Student-run initiative hopes to rejuvenate city known for its 20th-century deindustrialization

While most Brown students scramble to find summer internships on the East or West Coast, a few are venturing to a city where job prospects seem slim: Detroit.

“The amount one student can do within a summer is really significant,” said Ben Gellman ’14, co-founder of Motor City Exchange.

In January, Gellman partnered with two University of Chicago students to found Motor City Exchange, a pilot program that links college students with different community development organizations in Detroit for 10-week summer internships. The exchange connects students with organizations that are typically understaffed, Gellman said.

Gellman, a Detroit native, was inspired by his work with two community development agencies on opposite ends of the city during high school. “Through my job, I became affiliated with this network of people who were embedded in the work they were doing in their local neighborhoods,” he said. “That motivated my interest in a career that helped advance economic development in cities like the one I came from.”

The program is unique in its design because it provides a support network for interns working in Detroit, said Naomi Varnis ’16, MCX outreach director.

The project targets Detroit because of its legacy of deindustrialization, which caused rapid population and economic decline in the city in the decades following World War II, Gellman said.
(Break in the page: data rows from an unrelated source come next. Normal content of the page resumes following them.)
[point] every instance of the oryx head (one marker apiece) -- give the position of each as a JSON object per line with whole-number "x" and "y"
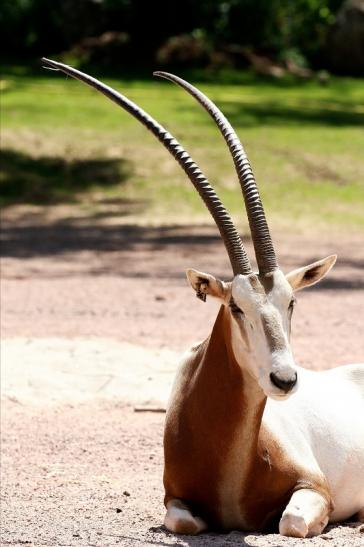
{"x": 260, "y": 304}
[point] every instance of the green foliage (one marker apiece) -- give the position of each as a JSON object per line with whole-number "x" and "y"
{"x": 281, "y": 28}
{"x": 64, "y": 142}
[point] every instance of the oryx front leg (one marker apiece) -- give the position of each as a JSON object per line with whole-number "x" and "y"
{"x": 306, "y": 515}
{"x": 180, "y": 520}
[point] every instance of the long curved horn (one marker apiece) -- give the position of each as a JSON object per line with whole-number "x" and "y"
{"x": 234, "y": 246}
{"x": 262, "y": 241}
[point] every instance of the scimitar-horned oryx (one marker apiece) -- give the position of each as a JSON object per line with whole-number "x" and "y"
{"x": 249, "y": 435}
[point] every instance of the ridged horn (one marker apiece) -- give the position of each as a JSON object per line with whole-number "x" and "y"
{"x": 263, "y": 245}
{"x": 238, "y": 257}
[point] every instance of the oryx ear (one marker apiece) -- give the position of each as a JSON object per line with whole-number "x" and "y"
{"x": 205, "y": 284}
{"x": 311, "y": 274}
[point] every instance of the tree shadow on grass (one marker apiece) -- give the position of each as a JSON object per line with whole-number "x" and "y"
{"x": 47, "y": 180}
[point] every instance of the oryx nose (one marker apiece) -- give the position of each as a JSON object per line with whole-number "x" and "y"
{"x": 284, "y": 385}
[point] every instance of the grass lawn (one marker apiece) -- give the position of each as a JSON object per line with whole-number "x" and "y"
{"x": 63, "y": 142}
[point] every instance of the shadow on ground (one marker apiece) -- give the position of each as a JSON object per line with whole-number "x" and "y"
{"x": 44, "y": 180}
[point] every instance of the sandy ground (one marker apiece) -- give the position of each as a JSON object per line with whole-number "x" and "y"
{"x": 94, "y": 318}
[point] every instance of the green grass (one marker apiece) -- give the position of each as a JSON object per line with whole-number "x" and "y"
{"x": 62, "y": 141}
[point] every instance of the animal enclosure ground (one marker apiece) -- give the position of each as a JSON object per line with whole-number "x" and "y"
{"x": 86, "y": 469}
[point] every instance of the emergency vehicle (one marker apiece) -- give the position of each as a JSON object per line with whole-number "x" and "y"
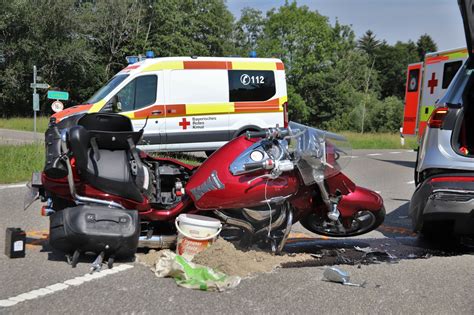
{"x": 194, "y": 103}
{"x": 426, "y": 83}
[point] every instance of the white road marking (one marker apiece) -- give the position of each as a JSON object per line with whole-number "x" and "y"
{"x": 12, "y": 186}
{"x": 61, "y": 286}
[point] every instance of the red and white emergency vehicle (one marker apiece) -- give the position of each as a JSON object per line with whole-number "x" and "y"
{"x": 194, "y": 103}
{"x": 426, "y": 83}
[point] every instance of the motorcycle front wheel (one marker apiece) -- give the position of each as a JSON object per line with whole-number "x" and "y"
{"x": 313, "y": 223}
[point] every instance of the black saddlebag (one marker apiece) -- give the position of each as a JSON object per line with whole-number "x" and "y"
{"x": 95, "y": 229}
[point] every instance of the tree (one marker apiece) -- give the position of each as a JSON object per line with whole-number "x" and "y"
{"x": 191, "y": 28}
{"x": 424, "y": 45}
{"x": 391, "y": 64}
{"x": 368, "y": 43}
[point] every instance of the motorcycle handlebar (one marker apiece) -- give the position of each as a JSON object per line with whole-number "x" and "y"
{"x": 263, "y": 165}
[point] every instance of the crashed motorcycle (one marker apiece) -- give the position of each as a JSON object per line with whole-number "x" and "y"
{"x": 104, "y": 195}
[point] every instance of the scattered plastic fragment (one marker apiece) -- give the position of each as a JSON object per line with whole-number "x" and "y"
{"x": 337, "y": 275}
{"x": 192, "y": 276}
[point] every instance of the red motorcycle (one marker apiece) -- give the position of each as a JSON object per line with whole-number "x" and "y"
{"x": 103, "y": 195}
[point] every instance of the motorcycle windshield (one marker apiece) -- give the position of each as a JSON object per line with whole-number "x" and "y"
{"x": 319, "y": 154}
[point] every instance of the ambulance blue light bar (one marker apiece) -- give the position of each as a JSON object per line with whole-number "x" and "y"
{"x": 131, "y": 59}
{"x": 150, "y": 54}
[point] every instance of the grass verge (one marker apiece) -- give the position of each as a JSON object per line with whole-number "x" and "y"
{"x": 17, "y": 162}
{"x": 25, "y": 123}
{"x": 379, "y": 141}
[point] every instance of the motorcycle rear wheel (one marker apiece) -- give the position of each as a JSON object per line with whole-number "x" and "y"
{"x": 310, "y": 222}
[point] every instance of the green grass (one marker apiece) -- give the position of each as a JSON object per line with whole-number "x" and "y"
{"x": 23, "y": 123}
{"x": 379, "y": 140}
{"x": 17, "y": 162}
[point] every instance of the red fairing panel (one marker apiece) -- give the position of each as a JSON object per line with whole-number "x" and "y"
{"x": 232, "y": 192}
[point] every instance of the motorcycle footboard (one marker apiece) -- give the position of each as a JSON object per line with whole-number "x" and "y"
{"x": 96, "y": 229}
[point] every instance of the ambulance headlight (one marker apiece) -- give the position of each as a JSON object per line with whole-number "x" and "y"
{"x": 150, "y": 54}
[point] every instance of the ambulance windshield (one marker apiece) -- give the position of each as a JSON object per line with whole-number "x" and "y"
{"x": 106, "y": 89}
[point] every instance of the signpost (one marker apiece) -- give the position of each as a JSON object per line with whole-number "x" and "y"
{"x": 35, "y": 86}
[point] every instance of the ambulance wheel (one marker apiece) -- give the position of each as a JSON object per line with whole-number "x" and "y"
{"x": 209, "y": 152}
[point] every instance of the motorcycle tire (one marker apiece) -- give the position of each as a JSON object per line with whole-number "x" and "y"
{"x": 308, "y": 223}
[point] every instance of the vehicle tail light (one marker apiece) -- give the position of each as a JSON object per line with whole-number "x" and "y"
{"x": 285, "y": 114}
{"x": 437, "y": 117}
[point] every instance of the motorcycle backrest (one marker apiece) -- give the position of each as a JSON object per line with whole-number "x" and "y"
{"x": 106, "y": 122}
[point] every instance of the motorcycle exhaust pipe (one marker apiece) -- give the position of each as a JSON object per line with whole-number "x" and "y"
{"x": 157, "y": 241}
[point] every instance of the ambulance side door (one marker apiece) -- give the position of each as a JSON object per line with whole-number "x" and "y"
{"x": 142, "y": 101}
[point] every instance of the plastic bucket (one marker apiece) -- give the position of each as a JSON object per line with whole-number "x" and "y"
{"x": 195, "y": 234}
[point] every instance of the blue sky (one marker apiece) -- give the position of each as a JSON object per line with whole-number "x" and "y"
{"x": 391, "y": 20}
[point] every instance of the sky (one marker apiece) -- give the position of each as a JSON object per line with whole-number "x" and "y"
{"x": 392, "y": 20}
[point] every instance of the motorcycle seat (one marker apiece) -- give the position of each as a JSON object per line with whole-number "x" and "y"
{"x": 103, "y": 160}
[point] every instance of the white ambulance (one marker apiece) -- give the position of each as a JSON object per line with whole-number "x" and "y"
{"x": 195, "y": 103}
{"x": 426, "y": 83}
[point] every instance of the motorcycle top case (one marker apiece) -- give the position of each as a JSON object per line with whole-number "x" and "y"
{"x": 95, "y": 229}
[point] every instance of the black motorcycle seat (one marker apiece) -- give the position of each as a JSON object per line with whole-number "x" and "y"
{"x": 106, "y": 167}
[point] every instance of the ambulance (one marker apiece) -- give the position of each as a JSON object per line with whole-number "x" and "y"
{"x": 194, "y": 103}
{"x": 426, "y": 83}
With MCX, Gellman saw an opportunity to help revitalize a once-vibrant city.

“People think there is New York, San Francisco and maybe Chicago,” he said. “But the way people are envisioning Detroit’s future is unheard of.”

The city is full of opportunities and creativity but “needs help, since it does not have the resources that other big cities have,” said Alissa Rhee ’16, MCX communication director.

For this upcoming summer, MCX has formed partnerships with four community-based organizations: Builders of Promise, Focus: HOPE, Michigan Urban Farming Initiative and Hostel Detroit.

The partnerships will allow participants “to leverage the experiences of undergraduates to help drive capacities within organizations that need it,” Gellman said.

Motor City Exchange recently fielded its first summer application process and received a diverse array of applicants and student interests. “Many of our applicants were from places outside of Detroit, and many of them were not even from cities but from rural areas,” Rhee said.

Of these applicants, many were first-years and sophomores at Brown, Varnis said, adding that younger applicants are particularly attractive because they can “become invested in the program and help the program grow over their time at Brown.”

Depending on funding, Motor City Exchange will send three to five Brown students to Detroit this summer. The program is currently relying on the University’s Linking Internships and Knowledge (LINK) Award to fund Brown student internships but hopes to get more consistent funding as the program grows, Gellman said.

Since MCX is in its pilot phase, the program’s direction and long-term goals will be decided after this first summer of operation, Gellman said.